Lauren Thiel is not your stereotypical ‘stuffy’ accountant. Image supplied.
Lauren Thiel found her passion in performing arts and dance, but it wasn’t until she was studying events at university that she undertook a unit in business accounting and saw a marriage between the two worlds.
Although she says initially studying accounting was ‘quite awful’, her dad encouraged her to learn all she could.
‘He said it is like another language but it is the language of money – and everyone should know how to speak it,’ she told ArtsHub. ‘So you can work in any business, you can help any person and I thought, “Far out. That’s a huge impact that I could have.”’
Thiel was performing in Adelaide while studying and volunteered with Adelaide Comedy doing administration and some accounting work. It was here she had her real lightbulb moment.
‘I quickly realised how putting this skillset that I had developed – setting up Xero, working with spreadsheets, helping to put numbers into the decision-making model, helped to not just change the business but changed that business owner’s life,’ she says.
‘Rather than my dual genetics being a curse and me always feeling lost – I didn’t feel like I belonged in the arts and I am too shiny to just be an accountant – I thought this is actually the perfect odd combination and I can really help creative people succeed.’
Dancing is her first love but accounting for creatives is now her passion. Image supplied.

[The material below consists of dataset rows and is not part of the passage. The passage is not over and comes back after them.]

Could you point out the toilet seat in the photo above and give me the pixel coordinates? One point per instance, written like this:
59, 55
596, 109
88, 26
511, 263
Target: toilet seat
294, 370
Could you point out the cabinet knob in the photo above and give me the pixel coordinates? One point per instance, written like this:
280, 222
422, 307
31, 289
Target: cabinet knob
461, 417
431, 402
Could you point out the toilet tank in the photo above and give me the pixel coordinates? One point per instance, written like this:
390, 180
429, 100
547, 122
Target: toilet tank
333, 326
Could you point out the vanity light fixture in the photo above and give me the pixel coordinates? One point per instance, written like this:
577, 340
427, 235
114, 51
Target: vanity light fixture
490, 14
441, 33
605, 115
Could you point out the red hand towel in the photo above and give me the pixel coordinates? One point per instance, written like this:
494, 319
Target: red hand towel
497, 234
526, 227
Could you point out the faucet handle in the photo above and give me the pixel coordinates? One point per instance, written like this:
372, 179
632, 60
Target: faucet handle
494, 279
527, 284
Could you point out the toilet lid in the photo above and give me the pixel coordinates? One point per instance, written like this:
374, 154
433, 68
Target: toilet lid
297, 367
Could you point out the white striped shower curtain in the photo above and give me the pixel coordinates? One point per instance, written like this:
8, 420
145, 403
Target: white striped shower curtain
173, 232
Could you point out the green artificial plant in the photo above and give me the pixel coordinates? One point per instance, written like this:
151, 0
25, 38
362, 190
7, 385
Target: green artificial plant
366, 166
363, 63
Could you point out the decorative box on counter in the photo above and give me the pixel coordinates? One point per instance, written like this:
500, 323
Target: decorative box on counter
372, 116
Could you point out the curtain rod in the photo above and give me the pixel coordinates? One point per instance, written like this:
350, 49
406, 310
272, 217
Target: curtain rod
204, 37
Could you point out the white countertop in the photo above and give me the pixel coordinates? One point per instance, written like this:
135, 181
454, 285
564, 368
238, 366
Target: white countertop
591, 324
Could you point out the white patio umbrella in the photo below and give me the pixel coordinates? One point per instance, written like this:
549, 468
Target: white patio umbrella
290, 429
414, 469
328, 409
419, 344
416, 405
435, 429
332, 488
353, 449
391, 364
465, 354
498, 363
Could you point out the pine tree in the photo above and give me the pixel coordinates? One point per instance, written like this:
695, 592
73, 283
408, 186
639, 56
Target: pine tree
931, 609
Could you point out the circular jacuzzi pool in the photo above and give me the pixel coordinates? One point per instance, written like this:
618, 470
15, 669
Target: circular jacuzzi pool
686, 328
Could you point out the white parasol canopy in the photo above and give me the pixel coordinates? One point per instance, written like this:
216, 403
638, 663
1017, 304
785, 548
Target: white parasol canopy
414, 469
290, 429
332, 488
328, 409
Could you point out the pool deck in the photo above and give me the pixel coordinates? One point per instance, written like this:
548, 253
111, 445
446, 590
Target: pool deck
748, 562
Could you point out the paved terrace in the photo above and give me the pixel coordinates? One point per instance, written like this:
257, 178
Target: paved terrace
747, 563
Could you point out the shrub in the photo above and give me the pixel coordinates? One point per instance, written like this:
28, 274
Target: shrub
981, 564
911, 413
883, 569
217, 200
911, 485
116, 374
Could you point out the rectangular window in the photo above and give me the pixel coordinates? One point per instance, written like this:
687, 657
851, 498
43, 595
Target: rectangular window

Thiel became a chartered accountant and launched her business, The Real Thiel. She says creating partnerships with her clients is imperative to a great working relationship, and her firsthand insight into the creative industry – thanks to her mother and running her own dance studio – gives her a unique perspective to understand the needs of employees, sole traders and small business owners in the creative space.
Thiel offers accounting and compliance advice and services, bookkeeping for those who can’t quite keep on top of it (or simply don’t have the patience for it) as well as business mentoring and coaching. She has many freelancers on her books, but also small businesses.
Her clients are as diverse as her own skillset: visual artists, copywriters, web developers, social media influencers, photographers and videographers, performing artists, comedians and venue managers among others.
Just as Thiel dispenses with the stereotypes of what an accountant should look like, she reveals that not all creative-minded people are terrible with numbers.
‘For some it’s not their strength, but for most of the artists I work with, they are very business minded,’ she says. ‘Most businesses I work with are actually 80 percent of the way there and I just say “You’ve got this”.’
She does say there are common goals for those in creative industries.
‘I think to make a stable living out of their creative ventures is the most common,’ she says. ‘Most of my clients have another job at the same time. The other key goal is to feel organised. But I also have a client whose goal is just to be able to afford the life they are living now, and I love that.’